The Bayonne Constable Hook Cemetery

Many myths and fictitious facts as
well as inaccuracies in history books have accumulated over the
years since James Van Boskerck founded The Bayonne Constable Hook
Cemetery in 1854. The cemetery is often confused and intermingled
by stories with the older Van Boskerck Family Burial Grounds that
was once located at another section of Constable Hook.
Ask
anyone who knows the cemetery, which is surrounded by property
owned by IMTT and its large storage tanks, how many people are
interred there, and the reply is generally “a couple hundred”. The
at best answers would be “a few hundred”, and actually there has
never been a true number associated with the burials at the
cemetery until recent.
An ongoing research project to determine
not only how many interments were made at The Bayonne Constable
Hook Cemetery, but who these people are, has revealed over 1,500
individuals, of which many were Bayonne residents. This research
project only covers the time period 1878; when last place of
disposition was recorded on death records, to 1907; the year of the
last recorded burial, a mere one hundred years ago. A list of
interments for the cemetery is available on the web site
GraveInfo.com
Previous research done on the now 153-year-old
cemetery has not been as in-depth as the current research. It was
believed to be a purchase of burial rights cemetery only, but
recently found land deeds are the evidence that show who the
original owners of many of the 210 plots are. Tracing through the
generations to know the current owners of the plots is a much more
difficult undertaking.

After the industrialization of The Hook and the opening of
cemeteries in surrounding towns, interest in family plots at The
Bayonne Constable Hook Cemetery was lost. Up to eight graves
occupied each of the 196 family plots that measured 12 x 18 feet in
size. The then owner of the cemetery, Sarah Van Horn, who was one
of three daughters of James Van Boskerck, decided to sell portions
of the many plots she owned in the cemetery as individual graves
for right of burial only. No ownership transfer deeds have been
found for these select plots, which Sarah still owned at her death
in 1889, many of which she inherited when her sister Ellen Van
Boskerck willed to her in 1878.
Single grave sales may have
happened as early as 1883 when it appears that Sarah teamed up with
Nathanial B. Lockwood, a local undertaker in Bayonne, to rejuvenate
interest and business at the cemetery. This may have been the first
attempt to restore the cemetery as a newspaper clipping of that
year states, “[Lockwood]….who had a gang of men at work, and did a
great deal toward making the cemetery more attractive. A large
number of old trees have been cut down, the walks graded, and
flower beds made and filled with flowers.”
The local Veterans
Group visits the cemetery but once a year the Wednesday prior to
Memorial Day at 9:30 am for the annual services they perform at the
Bayonne Constable Hook Cemetery. A few members of the public, some
of which have ancestors buried at the cemetery, accompany them.

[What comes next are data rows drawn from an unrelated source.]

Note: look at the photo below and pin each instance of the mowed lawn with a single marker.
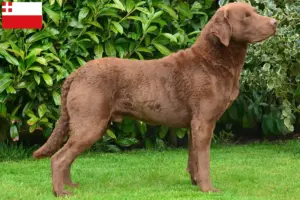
(253, 171)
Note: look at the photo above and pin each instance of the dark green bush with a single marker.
(34, 63)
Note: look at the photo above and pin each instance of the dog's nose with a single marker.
(273, 22)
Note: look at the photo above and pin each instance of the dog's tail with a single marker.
(61, 129)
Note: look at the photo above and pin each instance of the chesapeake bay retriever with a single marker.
(189, 88)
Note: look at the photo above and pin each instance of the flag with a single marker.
(22, 15)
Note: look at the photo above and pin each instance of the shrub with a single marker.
(34, 63)
(270, 89)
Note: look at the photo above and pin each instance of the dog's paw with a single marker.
(210, 189)
(74, 185)
(62, 193)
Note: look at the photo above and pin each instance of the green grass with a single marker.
(255, 171)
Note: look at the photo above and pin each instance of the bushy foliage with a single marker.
(34, 63)
(270, 84)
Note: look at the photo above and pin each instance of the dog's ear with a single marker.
(221, 27)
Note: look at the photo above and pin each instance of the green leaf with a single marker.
(83, 13)
(169, 10)
(118, 26)
(94, 23)
(157, 14)
(162, 49)
(42, 61)
(119, 4)
(110, 49)
(37, 78)
(139, 55)
(170, 36)
(56, 98)
(93, 36)
(144, 49)
(34, 52)
(42, 109)
(32, 128)
(54, 16)
(137, 18)
(180, 132)
(163, 131)
(30, 60)
(9, 58)
(59, 2)
(142, 127)
(80, 61)
(98, 50)
(11, 90)
(144, 10)
(48, 79)
(13, 113)
(223, 2)
(52, 2)
(27, 108)
(4, 83)
(151, 29)
(32, 120)
(38, 36)
(14, 134)
(111, 134)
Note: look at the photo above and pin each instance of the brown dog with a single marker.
(190, 88)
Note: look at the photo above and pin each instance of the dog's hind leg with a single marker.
(67, 177)
(61, 162)
(201, 133)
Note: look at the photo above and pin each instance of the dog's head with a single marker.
(240, 22)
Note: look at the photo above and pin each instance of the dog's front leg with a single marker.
(199, 153)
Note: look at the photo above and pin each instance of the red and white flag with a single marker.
(22, 15)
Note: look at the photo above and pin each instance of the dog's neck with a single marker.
(209, 47)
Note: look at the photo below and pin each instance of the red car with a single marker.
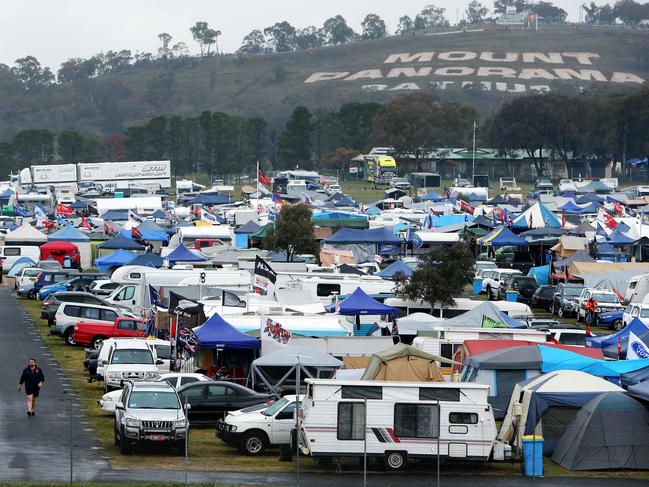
(87, 333)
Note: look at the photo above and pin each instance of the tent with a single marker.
(502, 236)
(548, 404)
(148, 260)
(278, 369)
(536, 216)
(114, 259)
(609, 343)
(397, 267)
(183, 254)
(152, 232)
(610, 432)
(120, 242)
(25, 234)
(404, 363)
(216, 333)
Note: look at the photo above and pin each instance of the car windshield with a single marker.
(153, 400)
(605, 298)
(130, 356)
(275, 407)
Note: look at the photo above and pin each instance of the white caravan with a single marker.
(396, 421)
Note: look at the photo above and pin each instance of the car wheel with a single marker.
(395, 460)
(254, 443)
(69, 337)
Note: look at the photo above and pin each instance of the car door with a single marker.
(282, 424)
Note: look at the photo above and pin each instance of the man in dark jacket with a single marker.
(33, 379)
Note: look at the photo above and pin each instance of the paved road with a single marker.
(39, 448)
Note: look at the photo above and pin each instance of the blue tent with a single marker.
(359, 303)
(148, 260)
(68, 234)
(216, 333)
(152, 232)
(115, 215)
(379, 235)
(608, 343)
(183, 254)
(502, 236)
(120, 242)
(396, 267)
(114, 259)
(432, 196)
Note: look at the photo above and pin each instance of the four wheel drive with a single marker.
(150, 412)
(94, 333)
(253, 432)
(565, 299)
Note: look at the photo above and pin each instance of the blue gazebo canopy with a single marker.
(216, 333)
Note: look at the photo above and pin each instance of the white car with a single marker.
(174, 379)
(253, 431)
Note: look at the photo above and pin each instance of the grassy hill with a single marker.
(272, 85)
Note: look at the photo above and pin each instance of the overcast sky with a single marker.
(56, 30)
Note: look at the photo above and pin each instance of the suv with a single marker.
(130, 360)
(606, 301)
(525, 285)
(69, 314)
(254, 431)
(491, 280)
(565, 299)
(150, 412)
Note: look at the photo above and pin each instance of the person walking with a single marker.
(33, 378)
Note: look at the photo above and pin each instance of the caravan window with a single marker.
(362, 392)
(351, 421)
(416, 420)
(324, 290)
(439, 394)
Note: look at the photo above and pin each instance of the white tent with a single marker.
(25, 234)
(567, 387)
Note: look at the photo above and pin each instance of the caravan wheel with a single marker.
(395, 460)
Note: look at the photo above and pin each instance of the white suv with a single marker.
(150, 412)
(253, 430)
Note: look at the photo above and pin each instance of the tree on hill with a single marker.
(373, 27)
(295, 141)
(336, 31)
(440, 277)
(293, 232)
(476, 12)
(431, 16)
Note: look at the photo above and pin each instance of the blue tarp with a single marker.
(394, 268)
(183, 254)
(115, 259)
(120, 242)
(68, 234)
(216, 333)
(608, 343)
(359, 303)
(151, 231)
(148, 260)
(379, 235)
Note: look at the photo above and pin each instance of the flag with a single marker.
(264, 276)
(261, 177)
(62, 209)
(636, 348)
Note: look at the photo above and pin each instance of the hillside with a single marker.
(482, 67)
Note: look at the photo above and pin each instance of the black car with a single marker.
(525, 285)
(210, 401)
(51, 305)
(543, 297)
(565, 299)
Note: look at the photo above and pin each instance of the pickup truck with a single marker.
(93, 334)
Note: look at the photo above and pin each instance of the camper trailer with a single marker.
(395, 421)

American flags are placed at each location that is marked by a
grave marker, usually the remnants of what used to be part of a
headstone. The locations are not of the original graves due to the
deterioration of the cemetery, and a so-called “restoration” of the
cemetery in the mid 80s.
Four walking paths were made during the
80s, but none resembles any of the original eight paths that were
named Myrtle, Cypress, Linden, Evergreen, Laurel, Willow, Acacia
and Cedar, all names of trees. In fact, only about half of the
cemeteries original 1.3-acre size is located in the “restored”
section, encompassed by a white picketed fence marking what someone
wanted us to believe is the whole cemetery. The entire rear portion
of the cemetery left in ruins contains a large pit of run off water
from the slopes of earth that surround it.
It has not been
concluded as to who is the legal owner of the cemetery as an
entity. The last mention of any ownership was in a newspaper
“letters to the editor” of 1956 in which author Michael De Beck
wrote, “This cemetery was finally turned over and managed by St.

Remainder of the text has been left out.